The identification of a consensus sequence in over half of PARP3-bound sequences that matches part of the REST binding site suggests that PARP3 could interact with many of its target sequences through another transcriptional regulatory complex comprising REST. REST binds a well defined consensus sequence together with several co-regulatory proteins including LSD1, CoREST, Sin3 and HDAC1/2. Previous studies have shown that REST represses the expression of neuronal specification genes in mouse ES cells, while differentiation of ES cells into neurons results in proteasomal degradation of REST and subsequent transcriptional activation of several target genes [49]. Furthermore, a possible co-regulation of transcription by REST and EZH2 has been put forward by a recent study in mouse ES cells in which a subset of bivalent chromatin domains occupied by EZH2 were found enriched for the REST consensus binding sequence [50]. Given that PARP3 interacts with HDAC1/2 and EZH2, it is possible that a subset of PARP3 could co-occupy and co-regulate genomic regions with REST during neuronal differentiation.

Among the PARP family, PARP3 is mostly related to PARP1 and PARP2, which form the type member subgroup of PARPs [18]. A number of studies have demonstrated that PARP1, PARP2, and poly(ADP-ribosyl)ation are important determinants for development [7], [51], [52]. Drosophila cannot develop beyond the larval stage when their unique Parp or Parg gene is mutated [51], [52]. Previous studies have shown that Parp1 −/− and Parp2 −/− mice develop normally but display a hypersensitivity to DNA damaging agents [7], [53]. However, the simultaneous knock-out of both genes in mice results in early embryonic lethality, revealing a functional redundancy between these two PARPs during DNA damage repair and during mouse development [7]. The lethality observed in Parp1 −/−/Parp2 −/− mice further indicated that PARP3 cannot compensate for the absence of PARP1 and PARP2 during mouse development.
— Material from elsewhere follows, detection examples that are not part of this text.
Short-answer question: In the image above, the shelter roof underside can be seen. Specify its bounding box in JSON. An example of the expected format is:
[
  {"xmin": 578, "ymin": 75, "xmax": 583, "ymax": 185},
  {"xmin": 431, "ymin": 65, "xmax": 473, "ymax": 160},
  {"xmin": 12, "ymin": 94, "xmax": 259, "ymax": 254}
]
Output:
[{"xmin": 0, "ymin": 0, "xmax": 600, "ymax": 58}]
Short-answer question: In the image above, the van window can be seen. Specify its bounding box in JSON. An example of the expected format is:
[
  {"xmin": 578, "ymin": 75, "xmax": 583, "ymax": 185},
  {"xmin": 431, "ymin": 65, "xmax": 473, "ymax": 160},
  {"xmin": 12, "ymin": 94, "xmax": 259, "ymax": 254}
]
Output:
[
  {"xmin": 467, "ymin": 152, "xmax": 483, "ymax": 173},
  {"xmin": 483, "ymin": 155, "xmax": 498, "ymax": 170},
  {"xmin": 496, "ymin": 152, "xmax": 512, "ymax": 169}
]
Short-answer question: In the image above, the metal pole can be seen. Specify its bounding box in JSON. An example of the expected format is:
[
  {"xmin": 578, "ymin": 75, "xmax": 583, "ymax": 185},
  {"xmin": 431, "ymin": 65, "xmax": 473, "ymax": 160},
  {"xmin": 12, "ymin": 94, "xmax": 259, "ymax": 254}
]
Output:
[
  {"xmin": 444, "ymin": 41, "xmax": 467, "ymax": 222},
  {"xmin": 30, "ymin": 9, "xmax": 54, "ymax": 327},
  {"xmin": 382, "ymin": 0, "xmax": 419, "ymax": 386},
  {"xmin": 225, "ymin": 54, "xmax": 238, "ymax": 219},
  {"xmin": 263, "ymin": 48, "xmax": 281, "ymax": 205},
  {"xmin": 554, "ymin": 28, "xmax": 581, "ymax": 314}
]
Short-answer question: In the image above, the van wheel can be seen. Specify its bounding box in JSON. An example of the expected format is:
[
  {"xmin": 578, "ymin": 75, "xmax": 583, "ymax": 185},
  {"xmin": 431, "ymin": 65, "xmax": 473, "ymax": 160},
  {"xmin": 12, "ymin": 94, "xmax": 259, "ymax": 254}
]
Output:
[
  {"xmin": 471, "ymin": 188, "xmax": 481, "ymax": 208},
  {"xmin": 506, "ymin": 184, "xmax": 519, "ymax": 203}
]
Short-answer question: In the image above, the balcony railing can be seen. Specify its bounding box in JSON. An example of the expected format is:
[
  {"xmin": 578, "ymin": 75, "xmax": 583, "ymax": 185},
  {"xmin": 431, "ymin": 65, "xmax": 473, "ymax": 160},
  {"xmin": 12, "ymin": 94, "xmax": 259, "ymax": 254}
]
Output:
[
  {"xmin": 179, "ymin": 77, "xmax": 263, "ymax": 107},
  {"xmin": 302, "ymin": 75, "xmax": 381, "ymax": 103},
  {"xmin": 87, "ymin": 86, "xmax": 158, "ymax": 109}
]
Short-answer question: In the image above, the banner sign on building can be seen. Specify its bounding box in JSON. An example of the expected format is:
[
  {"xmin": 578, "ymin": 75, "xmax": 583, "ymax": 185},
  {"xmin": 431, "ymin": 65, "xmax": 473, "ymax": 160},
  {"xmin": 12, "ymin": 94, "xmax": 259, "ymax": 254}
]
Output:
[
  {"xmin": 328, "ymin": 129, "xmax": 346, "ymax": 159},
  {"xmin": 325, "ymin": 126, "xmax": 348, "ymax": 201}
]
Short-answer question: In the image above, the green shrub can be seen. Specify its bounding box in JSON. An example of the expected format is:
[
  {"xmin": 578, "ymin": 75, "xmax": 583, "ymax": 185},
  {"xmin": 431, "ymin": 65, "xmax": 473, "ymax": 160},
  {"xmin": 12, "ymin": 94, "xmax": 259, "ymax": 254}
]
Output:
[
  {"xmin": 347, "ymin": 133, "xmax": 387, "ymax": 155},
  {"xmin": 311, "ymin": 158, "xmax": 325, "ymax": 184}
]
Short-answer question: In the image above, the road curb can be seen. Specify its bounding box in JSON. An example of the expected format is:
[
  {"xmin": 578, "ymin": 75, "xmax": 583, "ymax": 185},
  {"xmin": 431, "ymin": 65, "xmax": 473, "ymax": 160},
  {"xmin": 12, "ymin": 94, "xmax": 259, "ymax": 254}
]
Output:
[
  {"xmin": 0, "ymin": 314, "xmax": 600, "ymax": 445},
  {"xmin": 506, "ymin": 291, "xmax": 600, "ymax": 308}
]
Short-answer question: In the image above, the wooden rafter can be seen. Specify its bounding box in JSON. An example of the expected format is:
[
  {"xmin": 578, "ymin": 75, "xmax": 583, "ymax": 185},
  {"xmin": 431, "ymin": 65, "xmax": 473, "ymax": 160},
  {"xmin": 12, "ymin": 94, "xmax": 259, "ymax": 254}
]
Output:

Our study now reveals that Parp3 is essential for zebrafish development, implying that Parp1 and Parp2 cannot compensate for the biological functions of Parp3 during development and supporting the notion that Parp3 functions are distinct from those of Parp1 and Parp2 during vertebrate development.

Collectively, our work identifies PARP3 as an essential regulator of neurogenesis in vertebrates. Our data indicate that its functions are mediated through the positive regulation of several transcription factors key to the early specification of neural crest cells and sensory placodes. The developmental functions of PARP3 are distinct from those of PARP1 and PARP2 and may be linked to the epigenetic control exerted by Polycomb group proteins.

Materials and Methods

Cell culture

The human neuroblastoma cell line SK-N-SH (ATCC: HTB-11) was grown at 37°C in a 5% CO2 environment in DMEM (Invitrogen Corp.) supplemented with 1% Glutamax (Invitrogen), 10% foetal bovine serum (Wisent), 100 IU/ml penicillin and 100 µg/ml streptomycin (Invitrogen).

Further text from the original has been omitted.